Archived content: This media release was accurate on the date of publication. 


Ulva Island’s intensive trapping network has stopped a rampage of rats in their tracks this summer after five unrelated rodents were caught on the island’s coastal network.

Date:  27 March 2018

A ranger checking a tracking tunnel card.
Trainee Ranger Troy MacDonald checks a tracking tunnel card
Image: DOC 

DOC is calling for ongoing vigilance with island biosecurity in response to high rodent counts on mainland Rakiura/Stewart Island.

Senior Ranger Biodiversity Kevin Carter says the Rakiura team have been working hard this summer to keep Ulva Island predator free.

“Ulva Island is a predator-free sanctuary just 800 m from mainland Rakiura – easy swimming distance for rats. This means it’s particularly susceptible to incursion during the summer and autumn months and this year the rodent numbers are high.”

“Normally we expect to catch one or two rats in the coastal network on Ulva Island per year. Recently however, five rats were caught in a little over a month.

“DNA analysis from EcoGene has determined that the rats were unrelated to one another which increases our confidence that we don’t have resident rats breeding on the island.”

DOC Rakiura has reprioritised their field work so that a large team can work on the island in efforts to intercept further arrivals and/or resident rats.

They’ve been doing daily surveillance of the island’s traps, tracking tunnels, wax tags, chew cards, cameras and checking for rodent sign. Additionally, three rodent-detecting dogs have been scouring the island’s interior to help determine whether any rats made it inland, Kevin Carter says.

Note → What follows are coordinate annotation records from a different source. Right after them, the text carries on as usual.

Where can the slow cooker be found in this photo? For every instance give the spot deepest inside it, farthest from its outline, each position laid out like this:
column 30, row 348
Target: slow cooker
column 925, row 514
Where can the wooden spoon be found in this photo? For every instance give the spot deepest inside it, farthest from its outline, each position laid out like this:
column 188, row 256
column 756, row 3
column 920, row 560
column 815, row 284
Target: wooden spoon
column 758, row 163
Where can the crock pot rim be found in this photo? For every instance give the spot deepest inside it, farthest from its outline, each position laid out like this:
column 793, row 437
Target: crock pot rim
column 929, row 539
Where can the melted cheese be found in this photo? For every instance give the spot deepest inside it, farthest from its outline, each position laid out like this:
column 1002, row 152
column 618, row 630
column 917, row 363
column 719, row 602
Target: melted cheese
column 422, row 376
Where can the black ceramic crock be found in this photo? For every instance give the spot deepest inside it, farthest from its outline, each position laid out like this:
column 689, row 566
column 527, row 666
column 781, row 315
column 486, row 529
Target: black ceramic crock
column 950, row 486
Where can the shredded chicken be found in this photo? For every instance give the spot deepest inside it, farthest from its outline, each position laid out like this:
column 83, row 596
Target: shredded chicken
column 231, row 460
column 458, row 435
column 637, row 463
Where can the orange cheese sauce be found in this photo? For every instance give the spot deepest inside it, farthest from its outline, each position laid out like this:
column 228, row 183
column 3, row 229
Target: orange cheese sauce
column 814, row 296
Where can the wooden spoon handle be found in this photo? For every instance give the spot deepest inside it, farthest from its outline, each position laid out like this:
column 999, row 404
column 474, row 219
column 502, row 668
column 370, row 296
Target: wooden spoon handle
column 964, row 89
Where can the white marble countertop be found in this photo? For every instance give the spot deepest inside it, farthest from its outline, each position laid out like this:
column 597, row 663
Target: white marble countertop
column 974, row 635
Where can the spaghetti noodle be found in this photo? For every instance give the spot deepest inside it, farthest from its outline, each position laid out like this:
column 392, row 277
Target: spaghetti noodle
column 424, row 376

“The recent genetic analysis, dog team survey results and increasing time since our last rat was caught two and a half weeks ago are a positive indication that it’s likely that we don’t have resident rats on the island.”

Effective biosecurity requires on-going surveillance to the highest standard, and as long as there are rats on the mainland, the work protecting Ulva Island will continue, Kevin Carter says.

“Ulva Island is a special place both ecologically and socially. The Department and the community here have worked hard to maintain the island’s predator free status so we respond to any incursion as quickly and effectively as possible. With so much at stake, we’re not leaving anything to chance.”

Background information

Ulva Island

Ulva Island/Te Wharawhara (266 ha), located in Paterson Inlet, is a key eco-tourism destination for visitors to Stewart Island. It is visited by 20,000 – 30,000 people per year.

It is one of the few predator-free open island sanctuaries in New Zealand, meaning no permit is required to visit the island.

Rats were initially removed from Ulva Island in 1995 and it is now home to many endangered birds, including South Island saddleback/tieke, rifleman/titipounamu, yellowhead/mohua, Stewart Island robin/toutouwai and the Stewart Island brown kiwi/tokoeka.

Most of the island is part of Rakiura National Park and the remaining 7.6 hectares, between Post Office Bay and Sydney Cove, while privately owned, is mostly accessible to the public.

Rat control on Ulva Island

A major eradication of Norway rats took place on Ulva Island in 1995.

In 2010/11, a rat incursion resulted in an established breeding population on the island. An eradication operation took place over the winter of 2011 and the island was rat-free again in 2012. In 2013, three rats were found in traps and a rat control operation over several months was successful.